Tussen 1945 en 1996 publiceerde Nash in totaal 23 wetenschappelijke
artikelen, plus een autobiografisch essay, 'Les Prix Nobel'
(De Nobelprijzen), 1994, waarvan de eerste druk in Zweden
verscheen.
In december 2001 kwam een film uit over een aantal episoden
uit Nash' leven, getiteld 'A Beautiful Mind'
('Een Schitterend Brein' in de Nederlandse vertaling).
Voorbeeld
Deze met 4 oscars bekroonde film beschrijft het levensverhaal
van John Nash. In de film komt de volgende situatie voor:
Nash zit met een aantal medestudenten in de kroeg te discussiëren
over de economische wetenschap. Terwijl ze aan het praten
zijn, komt er een zeer mooie blondine de kroeg binnen, gevolgd
door een aantal brunettes die er ook niet lelijk uitzien.

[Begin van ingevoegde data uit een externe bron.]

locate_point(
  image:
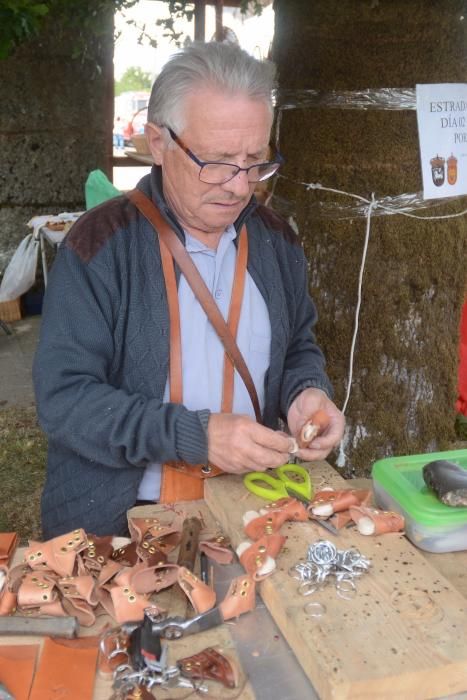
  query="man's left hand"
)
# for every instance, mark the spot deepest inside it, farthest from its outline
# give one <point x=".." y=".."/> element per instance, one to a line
<point x="301" y="410"/>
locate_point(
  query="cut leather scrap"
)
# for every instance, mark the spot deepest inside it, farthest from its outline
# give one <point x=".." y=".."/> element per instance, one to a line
<point x="65" y="671"/>
<point x="339" y="500"/>
<point x="8" y="544"/>
<point x="210" y="665"/>
<point x="200" y="595"/>
<point x="57" y="554"/>
<point x="272" y="521"/>
<point x="217" y="548"/>
<point x="154" y="578"/>
<point x="371" y="521"/>
<point x="254" y="558"/>
<point x="240" y="597"/>
<point x="17" y="664"/>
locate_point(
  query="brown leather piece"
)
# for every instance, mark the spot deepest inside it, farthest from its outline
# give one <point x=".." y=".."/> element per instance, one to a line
<point x="8" y="544"/>
<point x="341" y="499"/>
<point x="126" y="555"/>
<point x="272" y="521"/>
<point x="17" y="662"/>
<point x="384" y="521"/>
<point x="97" y="553"/>
<point x="217" y="548"/>
<point x="200" y="595"/>
<point x="255" y="556"/>
<point x="65" y="672"/>
<point x="317" y="423"/>
<point x="180" y="485"/>
<point x="295" y="510"/>
<point x="240" y="597"/>
<point x="210" y="665"/>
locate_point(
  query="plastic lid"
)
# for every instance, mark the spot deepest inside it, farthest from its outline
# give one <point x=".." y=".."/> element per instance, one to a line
<point x="402" y="478"/>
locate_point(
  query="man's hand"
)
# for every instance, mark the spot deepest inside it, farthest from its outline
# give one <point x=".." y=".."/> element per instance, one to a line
<point x="238" y="444"/>
<point x="301" y="410"/>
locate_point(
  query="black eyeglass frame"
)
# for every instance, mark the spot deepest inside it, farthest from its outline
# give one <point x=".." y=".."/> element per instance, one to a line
<point x="278" y="160"/>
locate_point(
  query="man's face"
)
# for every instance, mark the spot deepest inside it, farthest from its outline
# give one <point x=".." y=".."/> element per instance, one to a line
<point x="231" y="129"/>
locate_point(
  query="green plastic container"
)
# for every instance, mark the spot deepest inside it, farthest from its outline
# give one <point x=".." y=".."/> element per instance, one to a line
<point x="431" y="525"/>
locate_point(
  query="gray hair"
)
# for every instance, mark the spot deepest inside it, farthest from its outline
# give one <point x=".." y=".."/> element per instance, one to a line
<point x="222" y="66"/>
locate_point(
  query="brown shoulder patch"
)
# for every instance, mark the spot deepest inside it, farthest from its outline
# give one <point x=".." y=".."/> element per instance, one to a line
<point x="94" y="228"/>
<point x="275" y="221"/>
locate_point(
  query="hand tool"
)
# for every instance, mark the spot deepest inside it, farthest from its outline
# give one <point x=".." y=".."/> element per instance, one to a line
<point x="189" y="543"/>
<point x="47" y="626"/>
<point x="288" y="480"/>
<point x="297" y="486"/>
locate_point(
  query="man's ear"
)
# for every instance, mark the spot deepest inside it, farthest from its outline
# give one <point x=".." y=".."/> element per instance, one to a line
<point x="156" y="141"/>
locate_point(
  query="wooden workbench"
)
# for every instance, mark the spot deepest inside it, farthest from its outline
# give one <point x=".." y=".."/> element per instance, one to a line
<point x="404" y="635"/>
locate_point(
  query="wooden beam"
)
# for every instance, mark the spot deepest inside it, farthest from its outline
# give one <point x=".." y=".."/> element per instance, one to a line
<point x="200" y="20"/>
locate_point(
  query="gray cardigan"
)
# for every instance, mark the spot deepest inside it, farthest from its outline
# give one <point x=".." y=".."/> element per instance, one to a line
<point x="102" y="360"/>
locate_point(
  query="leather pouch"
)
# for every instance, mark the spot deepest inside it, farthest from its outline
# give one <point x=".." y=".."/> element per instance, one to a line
<point x="17" y="664"/>
<point x="240" y="597"/>
<point x="272" y="521"/>
<point x="371" y="521"/>
<point x="254" y="558"/>
<point x="218" y="549"/>
<point x="200" y="595"/>
<point x="8" y="544"/>
<point x="65" y="671"/>
<point x="154" y="578"/>
<point x="209" y="665"/>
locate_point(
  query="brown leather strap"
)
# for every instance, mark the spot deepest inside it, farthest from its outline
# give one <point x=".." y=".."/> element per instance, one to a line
<point x="196" y="282"/>
<point x="175" y="362"/>
<point x="234" y="318"/>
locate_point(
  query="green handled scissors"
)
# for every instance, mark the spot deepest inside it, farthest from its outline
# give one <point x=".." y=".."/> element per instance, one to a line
<point x="289" y="480"/>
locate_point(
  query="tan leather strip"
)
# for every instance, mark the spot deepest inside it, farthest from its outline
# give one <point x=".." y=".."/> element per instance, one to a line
<point x="68" y="668"/>
<point x="175" y="363"/>
<point x="234" y="318"/>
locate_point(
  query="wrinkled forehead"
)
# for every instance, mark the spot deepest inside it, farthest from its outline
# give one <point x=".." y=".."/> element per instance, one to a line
<point x="213" y="108"/>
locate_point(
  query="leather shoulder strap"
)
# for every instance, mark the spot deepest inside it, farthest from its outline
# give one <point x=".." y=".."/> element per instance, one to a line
<point x="168" y="237"/>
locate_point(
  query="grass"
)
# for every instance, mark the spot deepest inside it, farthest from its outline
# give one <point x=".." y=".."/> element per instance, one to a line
<point x="23" y="452"/>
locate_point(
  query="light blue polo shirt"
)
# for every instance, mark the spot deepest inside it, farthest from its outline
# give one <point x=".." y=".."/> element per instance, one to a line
<point x="203" y="352"/>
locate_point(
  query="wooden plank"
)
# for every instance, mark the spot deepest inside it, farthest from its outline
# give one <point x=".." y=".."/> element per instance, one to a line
<point x="175" y="602"/>
<point x="404" y="635"/>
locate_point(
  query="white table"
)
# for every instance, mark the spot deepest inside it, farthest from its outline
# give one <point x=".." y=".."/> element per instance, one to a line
<point x="43" y="233"/>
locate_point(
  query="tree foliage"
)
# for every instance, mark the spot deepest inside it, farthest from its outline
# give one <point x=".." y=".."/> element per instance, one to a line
<point x="134" y="78"/>
<point x="21" y="20"/>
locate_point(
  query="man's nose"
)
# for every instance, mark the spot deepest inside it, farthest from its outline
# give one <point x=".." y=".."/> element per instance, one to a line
<point x="239" y="184"/>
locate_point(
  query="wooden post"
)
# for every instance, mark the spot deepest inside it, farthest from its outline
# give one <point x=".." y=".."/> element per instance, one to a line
<point x="405" y="364"/>
<point x="200" y="20"/>
<point x="219" y="24"/>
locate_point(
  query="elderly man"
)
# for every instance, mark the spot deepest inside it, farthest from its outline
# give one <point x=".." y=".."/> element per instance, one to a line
<point x="130" y="374"/>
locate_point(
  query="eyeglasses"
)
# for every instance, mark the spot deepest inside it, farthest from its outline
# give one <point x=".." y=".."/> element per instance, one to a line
<point x="215" y="173"/>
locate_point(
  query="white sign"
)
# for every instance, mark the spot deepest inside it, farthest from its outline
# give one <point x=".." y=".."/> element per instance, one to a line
<point x="442" y="132"/>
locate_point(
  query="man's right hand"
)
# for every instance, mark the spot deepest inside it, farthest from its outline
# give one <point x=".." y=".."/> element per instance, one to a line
<point x="237" y="444"/>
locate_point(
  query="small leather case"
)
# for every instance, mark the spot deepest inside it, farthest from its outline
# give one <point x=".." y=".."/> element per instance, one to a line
<point x="17" y="668"/>
<point x="209" y="665"/>
<point x="8" y="544"/>
<point x="200" y="595"/>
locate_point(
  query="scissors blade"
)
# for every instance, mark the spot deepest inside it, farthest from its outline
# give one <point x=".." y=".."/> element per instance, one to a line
<point x="316" y="519"/>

Nash en zijn vrienden zijn onmiddellijk van hun onderwerp
afgeleid door zoveel schoonheid. Eén van zijn vrienden
stelt voor om ieder voor zich een poging te wagen om het
hart van de blondine te veroveren: “Dat de beste moge
winnen!”. Nash zegt dat dit niet slim is: “Als
we allemaal kwijlend voor de blondine storten, dan zal ze
ons afwijzen. Vervolgens zullen de brunettes zichzelf als
de tweede keus zien, en hebben we ook bij hen onze kansen
vergooid.” Dus hij stelt voor om toch ieder van hun
voor een brunette te gaan. Dat hebben ze ieder geval een
gezellige avond. Deze strategie zal niet tot het zogenaamde
Nash-evenwicht leiden omdat gegeven de anderen voor een
brunette te gaan is het juist optimaal voor de blondine
te gaan. Maar Nash gaat niet voor de blondine. Hij maakt
geen gebruik van de door hem ontwikkelde theorie.